Özellikle çevre konusunda kâfi derecede şuur ve bilinç oluşmuş değil… Çevre ve tabiat bilincinin menfi gelişmesinde birkaç tane sayılabilir neden var; nedenlerin sayılıp dökülmesi ise mevcut durumda çözüm değil.
Çevre bilincinin oluşup yerleşmesi uzun bir zaman alacağa benziyor. Bu itibarla, öncelikle ve ivedilikle kanuni ve idari tedbirlerin alınması şart.
Gördüğüm ve şahit olduğum başka bir sorun da sevgi, saygı ve hak olgusunun tamamen yok olmuş olması…
Köylerde evler bahçe içinde ve haliyle bahçeler ekilip dikiliyor. Yaz aylarında, hem gurbetten köye dönüş yaşanıyor, köy kalabalıklaşıyor hem de ekilip dikilen bahçelerin sulama meselesi kendini gösteriyor. İçme ve kullanma suyunun, sulama amaçlı kullanılmaya başlanmasıyla beraber, köyün kalabalık da olmasından mütevellit içme ve kullanma suyu kesintileri başlıyor.

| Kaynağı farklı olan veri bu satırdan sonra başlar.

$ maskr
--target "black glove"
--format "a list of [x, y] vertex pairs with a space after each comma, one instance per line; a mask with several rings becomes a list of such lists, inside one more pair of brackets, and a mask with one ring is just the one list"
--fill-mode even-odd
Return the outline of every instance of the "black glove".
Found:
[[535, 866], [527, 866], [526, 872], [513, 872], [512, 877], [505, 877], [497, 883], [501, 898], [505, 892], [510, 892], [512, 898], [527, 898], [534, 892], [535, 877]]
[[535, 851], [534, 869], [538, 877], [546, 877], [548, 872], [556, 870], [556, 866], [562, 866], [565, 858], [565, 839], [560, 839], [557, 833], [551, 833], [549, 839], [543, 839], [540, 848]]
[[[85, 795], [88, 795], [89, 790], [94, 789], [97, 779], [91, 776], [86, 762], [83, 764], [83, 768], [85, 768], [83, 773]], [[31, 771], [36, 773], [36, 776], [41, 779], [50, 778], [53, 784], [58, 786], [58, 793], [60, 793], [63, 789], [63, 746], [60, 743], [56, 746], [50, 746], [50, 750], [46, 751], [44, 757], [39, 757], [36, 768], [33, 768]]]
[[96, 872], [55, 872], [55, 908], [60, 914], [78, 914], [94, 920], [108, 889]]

Dediğim gibi, sevgi, saygı ve hak mefhumunun gönüllerden silinmiş olması, kişi hak ve hürriyetinin asla göz önünde bulundurulmaması, gücün ve paranın işlerlik göstermesi yahut meydanın boş bulunması durumlarında kimsenin empati yapmadığı gün yüzüne çıkıyor. Sadece dilde kalan; din, müslüman, hacı hoca söylemleri de hayatın anlamlandırılmasında, saygının çoğalmasında, sevginin paylaşılmasında, hak ve hukukun hayatın içinde bir nebze rol ve yol almasında aciz ve yalnız kalıyor.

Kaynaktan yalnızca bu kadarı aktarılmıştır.